Four Boys, One Cup

Do not denigrate social institutions. This is rule number one of Jordan Peterson’s Beyond Order – 12 More Rules For Life, a follow up to 12 Rules of Life – An Antidote to Chaos.

Something I’m learning on the road is that while I absolutely love my own company and thrive in “me time”, I also cherish the company of others. What I’m observing is an apparent overcorrection on my part, a consequence of the “protect what you can control” phase I recently experienced. What I do in turbulent times is latch on to this me time as way to empty my head and think things through. During these phases, I just don’t have the mental space to shoulder anything except my own burdens. I steer clear of interaction for fear of what energy it may draw from me, precious energy I’m using to overcome trials and tribulations.

However, now feeling as though I’m sailing on smoother seas, I’m noticing the resurfacing of that craving for social interaction, and that currently it is valued above all else . When faced with the option of driving only a couple of hours to spend some more solo time at another classic stop on the journey north, or skipping that to drive a day to spend some time with friends, I opted for the latter. Although that didn’t come first. What came first was “why does the universe will it so that I be alone on this journey? Why did she not line up our plans so I could share some overlap with them?” Cue five minutes of frustration, before, and I am aware how obvious and silly this sounds, realising that I literally don’t have plans and the only thing stopping this from happening is me. So naturally, the next morning I woke at the crack of dawn, packed up camp and made my way up to see the boys.

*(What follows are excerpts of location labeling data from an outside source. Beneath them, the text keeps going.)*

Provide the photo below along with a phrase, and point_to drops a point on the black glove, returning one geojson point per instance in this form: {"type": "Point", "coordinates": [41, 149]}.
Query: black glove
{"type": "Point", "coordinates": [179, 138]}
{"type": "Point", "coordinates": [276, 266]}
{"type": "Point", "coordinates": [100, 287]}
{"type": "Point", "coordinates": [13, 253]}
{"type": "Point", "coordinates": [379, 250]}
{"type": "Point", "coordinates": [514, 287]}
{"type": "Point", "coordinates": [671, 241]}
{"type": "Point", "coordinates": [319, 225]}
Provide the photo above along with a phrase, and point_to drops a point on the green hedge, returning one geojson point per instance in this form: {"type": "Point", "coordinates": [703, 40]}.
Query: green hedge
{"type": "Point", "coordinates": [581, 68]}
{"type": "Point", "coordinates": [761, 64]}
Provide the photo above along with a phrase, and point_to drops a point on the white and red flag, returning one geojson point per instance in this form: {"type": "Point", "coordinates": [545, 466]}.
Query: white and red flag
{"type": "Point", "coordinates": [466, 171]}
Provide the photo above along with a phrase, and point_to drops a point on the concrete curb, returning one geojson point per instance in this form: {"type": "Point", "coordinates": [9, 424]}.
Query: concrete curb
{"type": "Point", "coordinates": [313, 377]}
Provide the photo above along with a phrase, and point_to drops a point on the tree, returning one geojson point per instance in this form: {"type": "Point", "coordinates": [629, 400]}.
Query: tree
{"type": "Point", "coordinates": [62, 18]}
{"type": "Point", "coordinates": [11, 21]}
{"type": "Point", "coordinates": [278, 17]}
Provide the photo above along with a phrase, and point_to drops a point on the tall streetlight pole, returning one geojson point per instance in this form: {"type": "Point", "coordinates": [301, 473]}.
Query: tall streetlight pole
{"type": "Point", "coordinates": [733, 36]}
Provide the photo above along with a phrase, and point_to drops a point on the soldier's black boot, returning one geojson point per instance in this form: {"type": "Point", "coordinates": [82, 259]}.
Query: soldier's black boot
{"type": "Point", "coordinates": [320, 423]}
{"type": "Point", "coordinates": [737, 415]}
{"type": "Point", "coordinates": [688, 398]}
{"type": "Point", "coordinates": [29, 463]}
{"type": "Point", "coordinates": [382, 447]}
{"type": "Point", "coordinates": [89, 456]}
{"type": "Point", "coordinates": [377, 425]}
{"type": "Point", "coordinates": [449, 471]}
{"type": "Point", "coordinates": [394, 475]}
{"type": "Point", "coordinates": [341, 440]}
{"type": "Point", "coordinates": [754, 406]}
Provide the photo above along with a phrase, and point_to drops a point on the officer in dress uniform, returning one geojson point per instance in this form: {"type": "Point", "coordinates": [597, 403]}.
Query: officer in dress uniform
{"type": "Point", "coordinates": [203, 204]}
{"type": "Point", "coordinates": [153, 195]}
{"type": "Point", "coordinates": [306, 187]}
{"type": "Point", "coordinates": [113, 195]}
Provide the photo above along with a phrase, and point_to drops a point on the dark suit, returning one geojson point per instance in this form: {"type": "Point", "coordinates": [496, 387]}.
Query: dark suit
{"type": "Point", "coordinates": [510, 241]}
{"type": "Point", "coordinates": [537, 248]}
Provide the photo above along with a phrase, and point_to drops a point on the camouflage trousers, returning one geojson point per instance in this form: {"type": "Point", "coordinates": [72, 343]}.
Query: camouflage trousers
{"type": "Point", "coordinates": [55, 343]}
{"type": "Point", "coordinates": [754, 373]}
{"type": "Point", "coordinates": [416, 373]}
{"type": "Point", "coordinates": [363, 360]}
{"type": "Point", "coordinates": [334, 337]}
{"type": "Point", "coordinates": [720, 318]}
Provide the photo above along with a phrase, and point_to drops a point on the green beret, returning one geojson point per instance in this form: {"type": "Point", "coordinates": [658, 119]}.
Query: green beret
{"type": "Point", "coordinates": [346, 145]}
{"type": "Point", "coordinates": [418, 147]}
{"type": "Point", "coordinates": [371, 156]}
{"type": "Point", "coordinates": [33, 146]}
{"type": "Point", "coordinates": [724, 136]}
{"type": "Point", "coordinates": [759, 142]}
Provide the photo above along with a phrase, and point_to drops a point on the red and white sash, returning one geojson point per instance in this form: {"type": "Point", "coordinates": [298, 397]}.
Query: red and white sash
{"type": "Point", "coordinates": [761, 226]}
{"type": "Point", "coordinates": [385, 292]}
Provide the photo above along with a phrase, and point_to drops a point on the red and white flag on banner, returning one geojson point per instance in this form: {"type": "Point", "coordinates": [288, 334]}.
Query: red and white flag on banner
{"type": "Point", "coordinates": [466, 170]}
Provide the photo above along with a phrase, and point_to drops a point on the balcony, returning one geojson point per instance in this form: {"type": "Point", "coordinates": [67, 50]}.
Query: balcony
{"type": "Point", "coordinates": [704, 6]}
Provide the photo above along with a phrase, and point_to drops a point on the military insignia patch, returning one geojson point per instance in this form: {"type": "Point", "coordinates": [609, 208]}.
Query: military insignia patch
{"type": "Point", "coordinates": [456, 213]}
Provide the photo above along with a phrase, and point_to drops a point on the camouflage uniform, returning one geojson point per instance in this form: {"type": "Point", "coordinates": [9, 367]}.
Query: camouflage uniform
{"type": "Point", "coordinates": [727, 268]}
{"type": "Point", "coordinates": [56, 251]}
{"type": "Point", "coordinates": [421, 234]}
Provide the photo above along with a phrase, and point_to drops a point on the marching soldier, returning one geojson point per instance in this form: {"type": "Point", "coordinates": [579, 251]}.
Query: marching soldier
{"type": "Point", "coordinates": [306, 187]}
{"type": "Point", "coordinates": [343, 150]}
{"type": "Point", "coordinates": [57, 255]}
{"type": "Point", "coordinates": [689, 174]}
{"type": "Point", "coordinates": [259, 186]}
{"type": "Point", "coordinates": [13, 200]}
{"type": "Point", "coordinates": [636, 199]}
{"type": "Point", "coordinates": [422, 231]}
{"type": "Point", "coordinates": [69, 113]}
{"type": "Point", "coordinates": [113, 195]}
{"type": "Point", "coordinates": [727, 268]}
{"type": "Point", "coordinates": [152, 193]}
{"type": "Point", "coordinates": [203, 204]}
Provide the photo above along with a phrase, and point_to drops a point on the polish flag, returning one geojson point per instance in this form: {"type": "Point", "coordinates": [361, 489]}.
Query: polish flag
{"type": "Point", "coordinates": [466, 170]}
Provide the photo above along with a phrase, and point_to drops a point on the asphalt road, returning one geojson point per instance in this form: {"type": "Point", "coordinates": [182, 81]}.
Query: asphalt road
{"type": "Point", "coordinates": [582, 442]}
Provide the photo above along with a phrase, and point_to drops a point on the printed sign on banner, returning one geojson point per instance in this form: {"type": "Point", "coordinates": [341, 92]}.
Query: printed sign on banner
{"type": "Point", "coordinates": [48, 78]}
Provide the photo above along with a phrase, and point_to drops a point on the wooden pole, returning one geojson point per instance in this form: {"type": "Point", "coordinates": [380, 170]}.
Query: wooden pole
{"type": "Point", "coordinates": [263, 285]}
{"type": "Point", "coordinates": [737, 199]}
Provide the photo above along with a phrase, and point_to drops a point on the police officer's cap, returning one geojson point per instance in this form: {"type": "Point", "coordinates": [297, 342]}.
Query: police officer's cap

Not  only had I found myself in one of the most beautiful spots in all of Australia, the welcome I received was second to none. The praise I received was adorable. From wide eyes at the use of a second table for dishes, to having a hard case for your eggs while on the road, and how could I forget the fish curry. The bloody fish curry. One night of fish curry for the boys led to heading into town for more coconut milk and curry paste for more fish curries. I was made to feel on top of the world, albeit for the simple things. What was meant to be a couple of nights soon turned into a few more, and before I knew it, it had been a week. My cup had been sufficiently filled by four beautiful boys – in no way as sexually as your dirty minds are thinking. However would I be opposed? I couldn’t truthfully say.

Days spent eyeballing the horizon for waves, whales and sunsets

From what I can broadly make of it, to denigrate social institutions is turn your nose up at the social constructs that create a functioning society, from friendships, relationships and family, to social hierarchies, to the value of peers. For me, I found myself denigrating the social institution of friends. I broke rule number one. There’s a side of me that is so hard on being alone sometimes, a side that comes from this need to protect myself from being hurt, like I’m the only one I can trust not to hurt me. But its remiss not to acknowledge just how special it is to have people around you, and how even more special it is to have the coolest collection of friends that I have. While I stand by the need for the rejuvenation that  me-time provides during rough seas, there’s absolutely no need to punish myself into isolation beyond that.

I am so grateful to feel so comfortable in my own company, but there’s certainly times on the road where I find myself gazing upon groups of friends with a big ol’ nostalgic tug at the heart strings for all my beautiful beautiful beautiful friends.

We all need to think to keep things straight, but we only think by talking. We need to talk about the past so we can distinguish the trivial, overblown concerns that otherwise plague our thoughts from the experiences that are truly important. We need to talk about the nature of the present and our plans for the future, so we know where we are, where we are going, and why we are going there. We must submit the strategies and tactics we formulate to the judgement of others, to ensure their efficiency and resilience. We need to listen to ourselves as we talk, so that we may organise our otherwise inchoate (imperfectly developed) bodily reactions, motivations and emotions into something articulate and organised, and dispense with those concerns that exaggerated and irrational. We need to talk – both to remember and to forget.